Today I want to talk again about puzzle games. After all it is the theme for this month. Now puzzles have always been something I have enjoyed ever since I was a kid. I have worked through many different types of puzzles as I grew up and completed many different puzzles while playing games either by myself or with friends. Yet, today I find myself wondering what it means for a game to be a puzzle game. I know that sounds a little weird, but I don’t think anyone would disagree with me that many games that have puzzle sections in them would not be considered puzzle games. Puzzles are meant to just be another challenge and not the main focus of the game. That shouldn’t sound weird to anyone. So as puzzle become a more important feature of the gameplay, that is when we start to see the inclusion of the phrase “puzzle game.” Now you may hear it referred to as a “puzzle platformer” or a “Metroidvania,” but those are just different ways of classifying a game that incorporates a lot of puzzle elements into its core gameplay. The difference in naming sense is just to give a better sense of the main focus of the game itself. Puzzler platformer should be self-explanatory, Metroidvania focuses more on exploration, deception games focus on deduction, and point-and-clicks focus on clicking every last little thing hoping you don’t spend a hour searching for just one piece of the puzzle. What I want to ask though is what makes a game transition from a puzzle game to just a string of puzzles?

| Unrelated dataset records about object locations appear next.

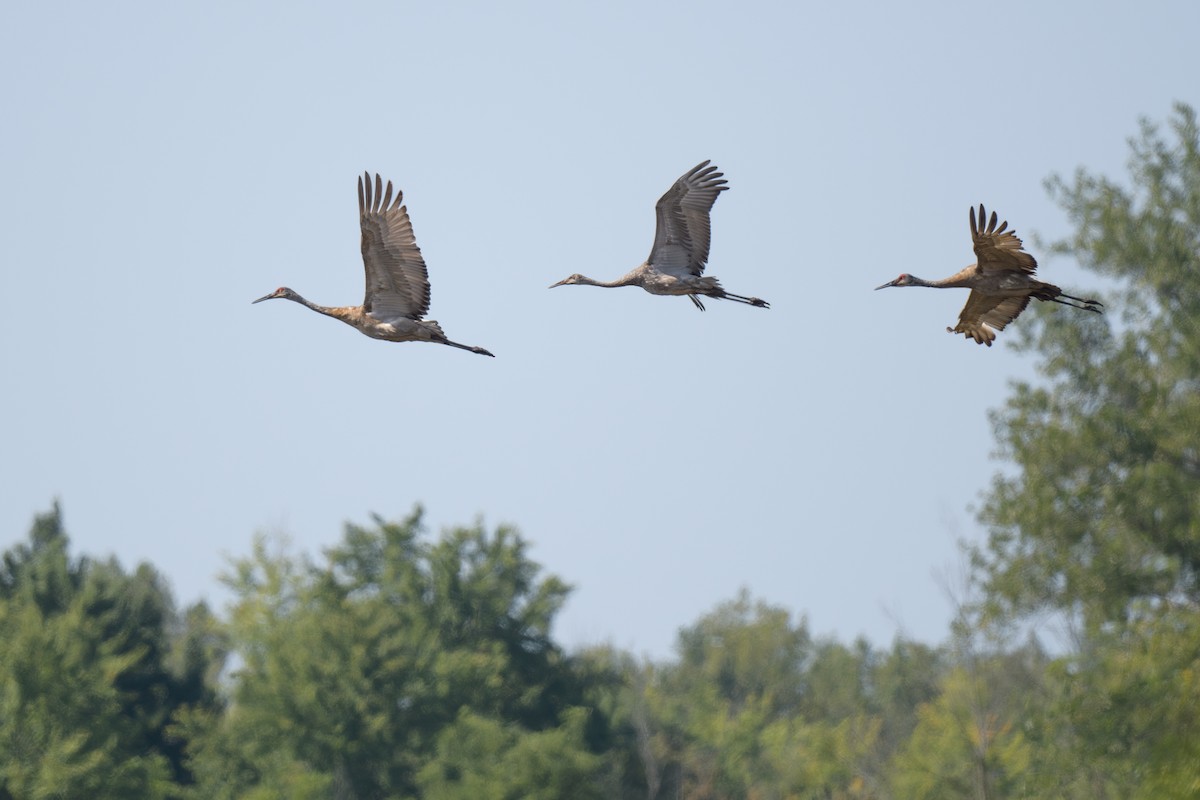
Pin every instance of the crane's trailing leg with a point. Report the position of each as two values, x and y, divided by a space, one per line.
749 301
467 347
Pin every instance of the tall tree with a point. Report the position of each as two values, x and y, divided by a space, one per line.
359 673
88 690
1101 519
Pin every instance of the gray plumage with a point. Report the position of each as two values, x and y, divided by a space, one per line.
397 283
676 264
1001 282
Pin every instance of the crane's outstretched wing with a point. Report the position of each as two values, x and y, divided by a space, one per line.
996 247
397 282
985 314
683 234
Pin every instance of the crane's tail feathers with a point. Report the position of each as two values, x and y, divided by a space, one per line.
749 301
467 347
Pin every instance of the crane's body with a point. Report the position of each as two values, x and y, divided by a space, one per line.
682 238
397 293
1001 282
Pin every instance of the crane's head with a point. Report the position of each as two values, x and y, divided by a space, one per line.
905 280
569 281
282 292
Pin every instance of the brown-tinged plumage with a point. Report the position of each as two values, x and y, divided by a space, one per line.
397 294
1001 282
676 264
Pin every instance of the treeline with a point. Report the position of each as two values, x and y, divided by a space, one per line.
405 666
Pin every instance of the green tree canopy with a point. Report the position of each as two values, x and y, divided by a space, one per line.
360 673
1102 517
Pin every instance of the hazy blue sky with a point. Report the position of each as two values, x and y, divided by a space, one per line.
165 163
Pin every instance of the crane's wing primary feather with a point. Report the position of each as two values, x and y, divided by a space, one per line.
397 282
683 234
996 247
985 314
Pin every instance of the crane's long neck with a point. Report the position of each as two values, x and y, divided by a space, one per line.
342 313
623 281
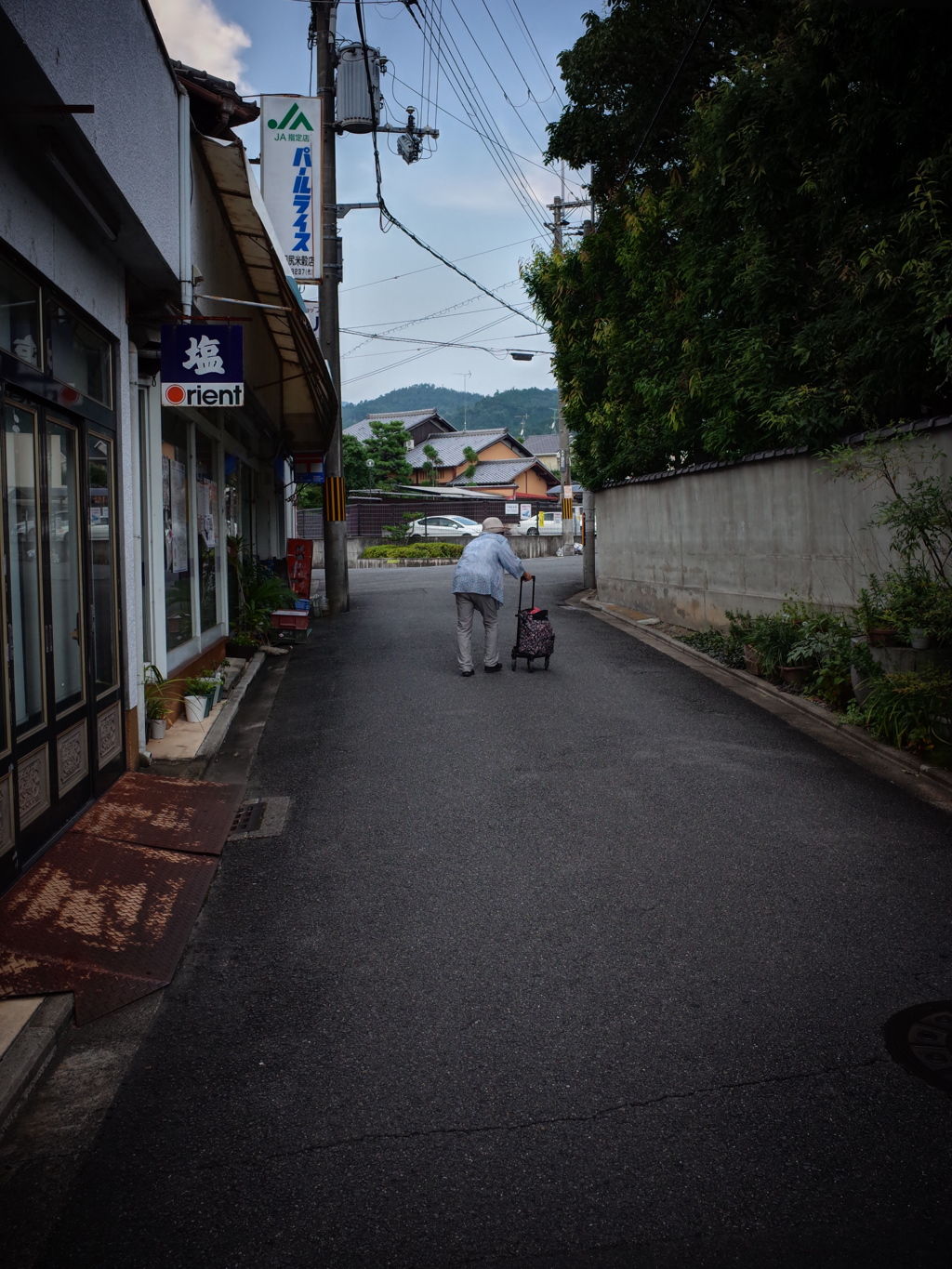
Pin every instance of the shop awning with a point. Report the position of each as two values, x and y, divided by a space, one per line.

Now I established earlier that the games that have certain special names allow for different ways of looking at puzzle games. they each have there own unique way of being considered a game. However, what if the game has nothing but you searching for puzzles. There is this game I play pretty casually every now and then called The Witness and your task is to find puzzles of varying difficulties throughout the island and eventually finish them to beat the game. as of time of writing, I have not beaten this game. I might do it one day though. The thing is that I walk around and find puzzles and don’t do anything else during the game, so does this mean that I am playing a game. In most puzzle games, in order to solve a puzzle you need to use your skill set to interact with the environment as a way to move forward. However, things work a bit differently in this game. You do have to use the environment in order to find the solutions to the puzzles, but you don’t gain anything from doing this except for more puzzles. The only real sense of progression you get is through the beacons you light up at the end of each section. So I am wondering if I am really playing a game or if I am just solving puzzles? It is possible that I am thinking too much as usual, but I feel like there is a distinction between the two. The environments are interesting, the puzzles are challenging, and the game itself is quite clever in its approach to exploration, so why do I feel like something is missing?
Let’s go to another series I have mentioned before to see if we can resolve this issue. The Room series is a point-and-click puzzle game series that I mentioned in the previous post. Each puzzle section is broken up into chapters and you have to use the environment to solve the puzzles at hand. Granted the puzzles are more involved than the ones in The Witness since you are not just trying to draw a path from point A to point B in various different ways each time. What matters though is that you spend time interacting with the environment in a way that makes you feel like you are there. The missing piece of a puzzle should always be you, the player and so naturally when there is progress is the game, you should see it as part of your direct actions. If I am playing a game, I want to feel like I am playing with something. Even if I don’t know the destination or end goal, I want to feel the little victories along the way. I guess if I were to boil down my thoughts on the matter I would put it like this: a game should be something you play rather than experience. I don’t have any problem with good experiences with puzzle or narrative story-telling. I just want to feel like playing a game feels like more than just doing the daily crossword. Well, boing honest I am more of a Sudoku man, but the point still stands. So in the end, I want to be the missing piece to the puzzle, not a guy who wanders around and finds puzzles on the floor.